La cobertura de los medios de comunicación, maniatados por intereses políticos y económicos (pro y anti chavistas), ha favorecido la desinformación y el morbo sobre el espectáculo de la enfermedad de un ser humano que, poco a poco, va dejando de serlo. Mientras tanto, se sigue echando en falta un análisis en profundidad sobre los programas sociales del gobierno venezolano y sobre los beneficios que de ellos recibe la población más desfavorecida. Y si así fuera, si los beneficios sociales justifican el caudillismo de un proceso pseudo-revolucionario construido con la materia prima (el petróleo) del capitalismo más salvaje.

Asimismo, se sigue echando en falta saber, con la ayuda de la transparencia y las cifras verdaderas, cómo, quién y dónde se gasta el dinero derivado de la factura petrolera en los países del ALBA. El tejido empresarial que se ha montado alrededor ha adquirido dimensiones gigantescas.
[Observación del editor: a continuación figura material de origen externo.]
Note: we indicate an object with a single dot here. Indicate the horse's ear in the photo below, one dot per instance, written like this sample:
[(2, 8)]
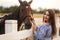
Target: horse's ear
[(30, 2), (20, 1)]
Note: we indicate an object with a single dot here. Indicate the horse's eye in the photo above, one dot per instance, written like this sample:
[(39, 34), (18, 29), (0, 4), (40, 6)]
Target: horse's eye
[(26, 6)]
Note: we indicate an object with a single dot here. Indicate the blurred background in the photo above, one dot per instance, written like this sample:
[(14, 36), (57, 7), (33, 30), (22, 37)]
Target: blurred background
[(37, 6)]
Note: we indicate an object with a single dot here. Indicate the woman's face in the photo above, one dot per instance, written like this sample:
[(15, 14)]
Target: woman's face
[(46, 16)]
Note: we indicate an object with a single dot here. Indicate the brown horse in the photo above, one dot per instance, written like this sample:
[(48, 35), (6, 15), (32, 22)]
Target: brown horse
[(19, 14)]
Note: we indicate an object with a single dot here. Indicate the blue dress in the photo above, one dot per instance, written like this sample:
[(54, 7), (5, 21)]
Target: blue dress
[(43, 32)]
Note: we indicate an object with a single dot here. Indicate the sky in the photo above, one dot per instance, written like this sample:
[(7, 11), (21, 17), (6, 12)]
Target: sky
[(34, 5)]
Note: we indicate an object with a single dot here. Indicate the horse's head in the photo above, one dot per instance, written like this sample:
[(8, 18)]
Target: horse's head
[(25, 11), (27, 24)]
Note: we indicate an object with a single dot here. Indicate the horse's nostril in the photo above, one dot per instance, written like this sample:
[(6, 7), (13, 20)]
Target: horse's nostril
[(26, 6)]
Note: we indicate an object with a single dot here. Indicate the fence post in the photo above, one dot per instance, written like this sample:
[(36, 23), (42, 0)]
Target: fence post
[(10, 26)]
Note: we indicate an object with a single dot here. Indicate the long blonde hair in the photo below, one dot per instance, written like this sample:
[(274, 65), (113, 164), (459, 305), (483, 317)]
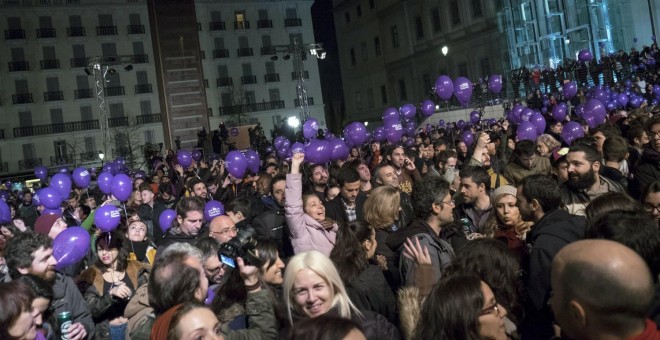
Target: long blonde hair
[(323, 267)]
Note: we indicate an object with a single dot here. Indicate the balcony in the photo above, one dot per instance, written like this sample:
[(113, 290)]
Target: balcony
[(53, 96), (83, 93), (118, 121), (106, 30), (245, 52), (114, 91), (16, 66), (140, 58), (143, 88), (220, 82), (295, 75), (22, 98), (50, 64), (43, 33), (241, 25), (29, 163), (78, 62), (148, 119), (47, 129), (293, 22), (135, 29), (14, 34), (271, 77), (217, 54), (217, 26), (75, 31), (264, 23), (246, 80), (265, 106)]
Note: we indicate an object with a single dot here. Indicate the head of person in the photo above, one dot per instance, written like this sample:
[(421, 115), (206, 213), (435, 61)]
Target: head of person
[(312, 286), (381, 209), (190, 215), (386, 175), (431, 199), (584, 163), (537, 195), (604, 282), (17, 317), (213, 268), (462, 306), (177, 276), (31, 254), (475, 183), (222, 228)]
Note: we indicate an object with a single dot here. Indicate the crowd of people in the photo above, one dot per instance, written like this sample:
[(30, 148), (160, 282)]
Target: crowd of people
[(434, 238)]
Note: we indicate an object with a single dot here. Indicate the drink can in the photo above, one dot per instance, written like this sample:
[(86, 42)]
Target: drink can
[(64, 321)]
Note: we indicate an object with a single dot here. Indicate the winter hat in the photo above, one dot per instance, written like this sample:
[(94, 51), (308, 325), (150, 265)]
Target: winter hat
[(44, 223)]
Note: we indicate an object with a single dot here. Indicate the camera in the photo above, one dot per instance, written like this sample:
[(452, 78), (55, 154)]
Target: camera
[(243, 246)]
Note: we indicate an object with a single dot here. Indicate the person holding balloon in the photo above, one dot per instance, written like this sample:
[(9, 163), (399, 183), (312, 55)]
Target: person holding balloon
[(109, 283)]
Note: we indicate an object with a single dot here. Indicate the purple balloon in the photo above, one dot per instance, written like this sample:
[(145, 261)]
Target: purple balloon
[(526, 131), (444, 87), (122, 187), (165, 219), (213, 209), (236, 163), (81, 177), (70, 246), (107, 217), (571, 131)]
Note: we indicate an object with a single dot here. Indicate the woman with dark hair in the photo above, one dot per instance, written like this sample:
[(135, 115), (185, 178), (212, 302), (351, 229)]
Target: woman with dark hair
[(364, 280), (17, 317), (109, 283)]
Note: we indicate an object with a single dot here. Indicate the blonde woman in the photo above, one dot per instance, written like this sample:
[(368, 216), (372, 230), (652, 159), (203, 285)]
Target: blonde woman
[(312, 287)]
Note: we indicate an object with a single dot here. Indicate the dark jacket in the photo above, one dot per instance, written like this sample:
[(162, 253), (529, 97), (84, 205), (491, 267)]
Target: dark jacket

Y si parte de ese dinero se utiliza, por ejemplo, para la compra de medios de comunicación, u otras empresas dirigidas por las familias de los que mandan, al menos debería comunicarse. Que el pueblo permita la impunidad es una decisión del mismo pueblo. Su nivel de hartazgo es largo y viejo. La resistencia del ser humano es sorprendente.

Es la ceremonia de la confusión, con el apoyo de un pueblo que acepta en gran parte su rol de beneficiario, a veces, o de corifeo, otras. Porque han sido muchos años sin que la situación haya cambiado para la gran mayoría. Al menos, con Chávez y el ALBA hay ciertas sonrisas. Y mientras, los medios pro-gubernamentales se encargan de generar este desconocimiento, mediante la idealización, primero, y la divinización después, de sus líderes o caudillos.

En Nicaragua, por ejemplo, se habla del pueblo presidente, pero la verdad es que en toda la propaganda del gobierno sólo se ve un rostro, o dos: el presidente y su esposa. El pueblo sólo desfila con camisetas multicolores, como en Venezuela, con camiseta colorada. La única voz que se escucha, durante el tiempo que sea necesario, a quien los micrófonos y medios deben ceder el espacio es a la voz única del comandante y su esposa. El pueblo sólo habla para agradecer a Dios, en primer lugar, y en segundo lugar al comandante, el título de propiedad recibido, o la canchita para que jueguen los chavalos, o cualquier otro beneficio, sea techo de zinc, bono o piñata.

El pueblo en las interminables filas de La Purísima calla, aplaude, y sigue aguantando. Y si los micrófonos y las cámaras de los canales del gobierno se les acercan es para que repitan el mantra de la gratitud a Dios y al comandante. Nunca se ha mostrado a nadie cuestionando a su presidente. Cómo se va a cuestionar a un presidente que está bendecido por Dios, o que como, Hugo Chávez, aparece al lado del Corazón de Jesús. En las imágenes, su rostro humano se desfigura. Sí, es una vieja historia, la de los hombres que dejan de serlo; y la de los pueblos que, en fila, uniformados y obedientes también dejan de ser un pueblo.